Solar Becomes an Issue in the Governor’s Race

The nuclear costs have created a strong anti-utility sentiment, Woods said, making people pay attention to solar power as an alternative and drawing an embrace from politicians among Democrats and Republicans alike.

Republican incumbent Gov. Henry McMaster does not seem hostile to sun-powered electricity, Woods said. McMaster’s challenger, state Rep. James Smith, a Democrat, led the legislative effort to get the 2 percent cap lifted. The bill won majority support in both houses, but was defeated at the last minute by an amendment that required a two-thirds vote for it to pass.

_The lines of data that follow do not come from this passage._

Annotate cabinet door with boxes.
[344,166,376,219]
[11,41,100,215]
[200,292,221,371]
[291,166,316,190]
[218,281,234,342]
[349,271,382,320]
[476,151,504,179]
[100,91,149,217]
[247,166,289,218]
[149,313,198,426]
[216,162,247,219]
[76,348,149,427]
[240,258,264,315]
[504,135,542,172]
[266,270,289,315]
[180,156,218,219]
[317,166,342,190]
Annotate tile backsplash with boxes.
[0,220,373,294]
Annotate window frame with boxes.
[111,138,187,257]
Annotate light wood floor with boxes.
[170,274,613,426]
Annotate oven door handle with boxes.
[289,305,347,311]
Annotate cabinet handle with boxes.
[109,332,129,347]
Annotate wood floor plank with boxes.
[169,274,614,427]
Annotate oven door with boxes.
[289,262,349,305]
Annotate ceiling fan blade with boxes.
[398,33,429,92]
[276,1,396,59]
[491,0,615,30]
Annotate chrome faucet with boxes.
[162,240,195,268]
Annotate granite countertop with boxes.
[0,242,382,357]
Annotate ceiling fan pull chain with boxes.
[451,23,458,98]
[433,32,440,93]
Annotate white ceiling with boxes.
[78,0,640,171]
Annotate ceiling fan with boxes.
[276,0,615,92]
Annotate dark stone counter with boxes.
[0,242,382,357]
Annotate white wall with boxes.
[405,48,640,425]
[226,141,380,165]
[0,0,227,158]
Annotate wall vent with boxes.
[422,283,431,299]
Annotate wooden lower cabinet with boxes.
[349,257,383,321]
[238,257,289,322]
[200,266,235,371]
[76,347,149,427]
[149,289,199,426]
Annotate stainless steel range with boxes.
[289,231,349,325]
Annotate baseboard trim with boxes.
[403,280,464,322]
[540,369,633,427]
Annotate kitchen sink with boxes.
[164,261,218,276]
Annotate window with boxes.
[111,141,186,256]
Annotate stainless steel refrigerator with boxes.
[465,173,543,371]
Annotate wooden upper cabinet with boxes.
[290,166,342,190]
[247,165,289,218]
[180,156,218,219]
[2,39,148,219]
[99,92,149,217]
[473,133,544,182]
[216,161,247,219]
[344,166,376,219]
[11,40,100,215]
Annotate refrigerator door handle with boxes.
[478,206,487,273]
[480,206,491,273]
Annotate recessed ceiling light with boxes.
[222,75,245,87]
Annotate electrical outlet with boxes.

“I expect the Smith campaign will try to make it an issue,” Woods said, though he added that voters in South Carolina are still likely to be more interested in larger economic issues, roads, school safety and social issues.

McMaster’s press office did not respond to requests for comment.

Smith said electric utilities threw their weight around to scuttle his bill and he’s not giving up.

“What it has meant for our state is thousands of jobs, billions in new investments and more competitive utility rates,” he told InsideClimate News. “This is about our future and ratepayers’ ability to access the power of the sun for themselves, their businesses and their families.”

Despite the uncertainties, solar advocates are optimistic they can work something out.

Republican and Democrat candidates have both said they want to lift the cap, said Thad Culley, a regional director of Vote Solar, a national solar advocacy group.

“To the extent it becomes a political issue, it will be jockeying over who is doing more or who is not doing enough,” he said.